The third, and final story in the collection is The Thanksgiving Visitor. It's a gear-shifter, exploring the nature of friendship, hatred, and common decency. When Miss Sook invites the school bully - Buddy's nemesis - to attend Thanksgiving dinner, Buddy doesn't think too much of it except that it's a bad idea. Figuring the bully (oddly named Odd Henderson) wouldn't accept anyway, Buddy puts it out of his mind until the day of the event, when Odd unexpectedly shows up: "I was aware of him before I saw him: the sense of peril that warns, say, an experienced woodsman of an impending encounter with a rattler or bobcat alerted me." For the most part, Odd pays Buddy no mind, but Buddy in his thirst for payback can't ignore him, and when he sees an opportunity to call him out for the thieving menace Buddy believes him to be, it backfires. Badly.

This collection, by and large, avoids moralizing. With Visitor, though, Capote throws caution to the wind. Miss Sook, being the simple, childlike adult in the room, delivers the lesson in the simplest of terms. She explains that while Odd might be in the wrong for stealing, what Buddy did was much worse. "[Y]ou planned to humiliate him. It was deliberate," Miss Sook tells him. "[T]here is only one unpardonable sin - deliberate cruelty. All else can be forgiven. That, never," (emphasis his). Well, nobody does like a tattletale (emphasis mine).

The jury's still out for many on Truman Capote. Is he a literary icon or an embarrassment? Speaking only for myself, with the weight of these early short stories fresh in mind, he's definitely the former, moralizing or not.

A Child's Christmas in Wales
by Dylan Thomas
New Directions, 1959
ISBN: 0-8112-0203-8
$3.95, 32 pp

In my freshman year of college, I was in a stage production of Dylan Thomas' Under Milk Wood. It's a beautifully crafted play, a tribute to the residents of a fictional Welsh fishing village called Llareggub. I've been a fan of Thomas' words ever since.

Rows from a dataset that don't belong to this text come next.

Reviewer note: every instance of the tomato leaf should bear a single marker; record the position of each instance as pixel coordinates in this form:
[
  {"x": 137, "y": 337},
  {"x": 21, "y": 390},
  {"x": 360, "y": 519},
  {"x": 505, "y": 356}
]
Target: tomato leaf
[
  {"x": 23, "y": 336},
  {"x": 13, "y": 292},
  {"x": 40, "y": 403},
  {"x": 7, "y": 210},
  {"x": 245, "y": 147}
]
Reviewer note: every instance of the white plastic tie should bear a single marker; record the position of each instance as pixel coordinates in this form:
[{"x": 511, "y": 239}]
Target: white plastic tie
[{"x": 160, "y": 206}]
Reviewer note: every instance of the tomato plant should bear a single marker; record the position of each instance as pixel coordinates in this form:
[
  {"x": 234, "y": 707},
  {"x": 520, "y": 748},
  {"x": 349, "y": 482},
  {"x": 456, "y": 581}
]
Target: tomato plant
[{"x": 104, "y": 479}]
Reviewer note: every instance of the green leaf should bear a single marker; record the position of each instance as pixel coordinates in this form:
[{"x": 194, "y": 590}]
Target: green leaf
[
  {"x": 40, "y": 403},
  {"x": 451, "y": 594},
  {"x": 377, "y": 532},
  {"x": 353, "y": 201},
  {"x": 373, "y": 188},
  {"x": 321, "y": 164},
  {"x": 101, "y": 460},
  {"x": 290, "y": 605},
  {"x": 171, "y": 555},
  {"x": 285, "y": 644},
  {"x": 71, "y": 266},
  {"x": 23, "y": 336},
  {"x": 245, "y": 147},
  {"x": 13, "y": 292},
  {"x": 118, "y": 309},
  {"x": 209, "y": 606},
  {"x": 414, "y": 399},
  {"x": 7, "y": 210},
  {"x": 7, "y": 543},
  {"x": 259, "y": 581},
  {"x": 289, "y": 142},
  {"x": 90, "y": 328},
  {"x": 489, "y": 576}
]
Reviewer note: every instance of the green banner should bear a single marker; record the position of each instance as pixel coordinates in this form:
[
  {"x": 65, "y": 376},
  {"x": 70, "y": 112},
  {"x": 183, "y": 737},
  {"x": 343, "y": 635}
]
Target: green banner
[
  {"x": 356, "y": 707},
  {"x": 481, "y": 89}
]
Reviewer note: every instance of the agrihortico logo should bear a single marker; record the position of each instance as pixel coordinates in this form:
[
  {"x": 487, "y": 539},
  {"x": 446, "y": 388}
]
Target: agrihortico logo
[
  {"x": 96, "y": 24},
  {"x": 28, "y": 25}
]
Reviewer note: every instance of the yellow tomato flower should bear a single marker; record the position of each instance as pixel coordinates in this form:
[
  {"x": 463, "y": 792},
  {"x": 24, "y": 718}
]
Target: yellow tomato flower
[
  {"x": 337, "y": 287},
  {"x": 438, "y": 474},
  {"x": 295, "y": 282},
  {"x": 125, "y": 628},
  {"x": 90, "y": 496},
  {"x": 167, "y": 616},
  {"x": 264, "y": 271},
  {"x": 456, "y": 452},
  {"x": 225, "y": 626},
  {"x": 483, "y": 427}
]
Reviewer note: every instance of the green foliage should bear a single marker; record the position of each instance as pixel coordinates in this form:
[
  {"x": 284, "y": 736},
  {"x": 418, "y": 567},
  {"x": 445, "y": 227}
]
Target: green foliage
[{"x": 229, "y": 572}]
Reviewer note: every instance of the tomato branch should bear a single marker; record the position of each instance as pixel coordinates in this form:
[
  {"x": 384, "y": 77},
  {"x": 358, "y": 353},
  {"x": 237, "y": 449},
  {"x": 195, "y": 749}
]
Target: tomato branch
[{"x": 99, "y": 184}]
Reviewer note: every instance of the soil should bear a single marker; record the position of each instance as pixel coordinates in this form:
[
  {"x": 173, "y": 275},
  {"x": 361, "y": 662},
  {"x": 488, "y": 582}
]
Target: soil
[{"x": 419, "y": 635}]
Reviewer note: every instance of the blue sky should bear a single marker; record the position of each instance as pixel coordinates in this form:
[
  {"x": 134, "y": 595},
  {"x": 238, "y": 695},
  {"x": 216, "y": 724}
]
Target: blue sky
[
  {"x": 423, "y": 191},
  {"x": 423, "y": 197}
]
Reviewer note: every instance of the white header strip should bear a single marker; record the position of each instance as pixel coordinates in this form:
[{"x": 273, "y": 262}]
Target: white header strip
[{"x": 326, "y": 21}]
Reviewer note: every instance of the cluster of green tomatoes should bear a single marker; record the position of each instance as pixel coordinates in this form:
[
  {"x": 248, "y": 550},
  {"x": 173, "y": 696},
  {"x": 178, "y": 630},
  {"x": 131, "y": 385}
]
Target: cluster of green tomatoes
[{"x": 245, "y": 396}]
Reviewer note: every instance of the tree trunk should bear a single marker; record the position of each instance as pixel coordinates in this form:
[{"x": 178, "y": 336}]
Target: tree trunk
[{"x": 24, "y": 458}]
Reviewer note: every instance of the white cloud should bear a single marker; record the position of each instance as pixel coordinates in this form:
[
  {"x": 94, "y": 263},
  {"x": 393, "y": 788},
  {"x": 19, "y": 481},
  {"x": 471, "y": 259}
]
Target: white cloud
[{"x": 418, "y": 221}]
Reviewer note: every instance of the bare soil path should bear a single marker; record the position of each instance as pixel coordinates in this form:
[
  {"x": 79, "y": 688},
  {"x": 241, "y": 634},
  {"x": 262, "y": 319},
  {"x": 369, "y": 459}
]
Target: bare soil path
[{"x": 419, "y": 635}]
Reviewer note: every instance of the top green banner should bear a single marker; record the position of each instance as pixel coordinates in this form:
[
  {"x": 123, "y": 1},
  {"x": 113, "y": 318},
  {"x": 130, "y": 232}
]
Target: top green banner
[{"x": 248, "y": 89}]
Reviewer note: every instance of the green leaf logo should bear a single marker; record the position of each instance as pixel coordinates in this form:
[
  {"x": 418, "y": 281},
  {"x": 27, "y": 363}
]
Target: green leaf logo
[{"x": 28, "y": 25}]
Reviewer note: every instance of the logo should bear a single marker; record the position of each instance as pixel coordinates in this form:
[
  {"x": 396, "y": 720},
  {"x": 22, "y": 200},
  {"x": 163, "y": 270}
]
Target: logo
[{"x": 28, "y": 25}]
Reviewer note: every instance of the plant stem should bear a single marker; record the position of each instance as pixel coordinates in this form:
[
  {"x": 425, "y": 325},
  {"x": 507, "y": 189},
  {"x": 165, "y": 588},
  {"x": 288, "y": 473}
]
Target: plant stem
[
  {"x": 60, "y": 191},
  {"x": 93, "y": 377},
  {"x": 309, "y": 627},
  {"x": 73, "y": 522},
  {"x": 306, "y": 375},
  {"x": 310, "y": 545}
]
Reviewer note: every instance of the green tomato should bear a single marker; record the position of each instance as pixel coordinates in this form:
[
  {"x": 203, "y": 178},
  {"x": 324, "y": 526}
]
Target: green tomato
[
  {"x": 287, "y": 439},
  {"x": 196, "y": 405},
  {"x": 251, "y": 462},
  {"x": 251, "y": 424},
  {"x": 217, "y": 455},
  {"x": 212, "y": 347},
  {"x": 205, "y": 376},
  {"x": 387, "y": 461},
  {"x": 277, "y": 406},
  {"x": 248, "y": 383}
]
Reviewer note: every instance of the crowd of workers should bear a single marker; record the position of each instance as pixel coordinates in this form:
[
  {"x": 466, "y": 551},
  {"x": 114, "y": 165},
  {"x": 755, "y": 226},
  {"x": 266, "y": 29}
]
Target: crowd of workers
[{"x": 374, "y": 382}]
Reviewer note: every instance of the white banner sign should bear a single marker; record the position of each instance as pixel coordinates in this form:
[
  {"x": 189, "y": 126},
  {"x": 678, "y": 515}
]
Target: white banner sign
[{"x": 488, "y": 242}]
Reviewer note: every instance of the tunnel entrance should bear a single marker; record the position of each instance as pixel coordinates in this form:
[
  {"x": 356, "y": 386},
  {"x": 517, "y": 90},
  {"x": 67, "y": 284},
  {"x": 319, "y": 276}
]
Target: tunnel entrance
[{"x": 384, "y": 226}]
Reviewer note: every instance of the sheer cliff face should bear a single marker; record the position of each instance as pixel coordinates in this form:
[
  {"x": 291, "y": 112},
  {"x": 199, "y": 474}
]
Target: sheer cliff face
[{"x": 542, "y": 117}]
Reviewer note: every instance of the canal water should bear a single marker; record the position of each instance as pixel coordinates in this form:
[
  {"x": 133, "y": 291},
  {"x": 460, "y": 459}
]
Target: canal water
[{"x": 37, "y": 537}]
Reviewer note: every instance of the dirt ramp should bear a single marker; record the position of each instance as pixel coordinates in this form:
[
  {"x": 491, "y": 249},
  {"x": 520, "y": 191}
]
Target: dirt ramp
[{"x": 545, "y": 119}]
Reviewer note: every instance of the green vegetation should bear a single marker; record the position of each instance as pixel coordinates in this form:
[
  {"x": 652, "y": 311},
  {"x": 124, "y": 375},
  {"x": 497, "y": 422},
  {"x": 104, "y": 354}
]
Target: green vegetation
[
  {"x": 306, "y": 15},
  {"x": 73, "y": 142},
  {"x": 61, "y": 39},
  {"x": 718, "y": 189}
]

A Child's Christmas in Wales, the holiday classic that has been in continuous print since 1954 and pioneered the audiobook industry, captures Thomas at his best: writing about the people and villages he knows and loves. As a writer, and Child's Christmas is no exception, Thomas resides in the space between poetry and prose; at the edge of the waking world and that of dreams. His rhythms are unruly - rushing here, slowing there as if in competition - yet balance against each other in perfect meter. Next to his sublime imagery though, rhythm and tempo are merely bit players.

The poem opens on its narrator comparing Christmases. He decides they're all pretty much alike, before thrusting his hand into a "wool-white bell-tongued ball of holidays," pulling out a Christmas memorable for a housefire. From there, he goes on to tell of other Christmases, employing an imaginary audience of one, only described as "a small boy," who engages the narrator throughout the remainder of the piece with questions that advance the storytelling. The boy reflects our own sense of wonder - mesmerized by snow that "came shawling out of the ground | and swam and drifted out of the arms and hands and | bodies of the trees; snow grew overnight . . ." or captivated by the narrator's list of "Useless Presents" (which includes a fake nose and a "mewing moo" that sounded more like the noise of "an ambitious cat . . ."). Thomas shares one Christmas memory after another, with no distinction as to the year, unrolling them as it were, from a single ball, the "bell-tongued ball of holidays" in his mind.

Dylan Thomas resides in the space between poetry and prose. What a beautiful place to live.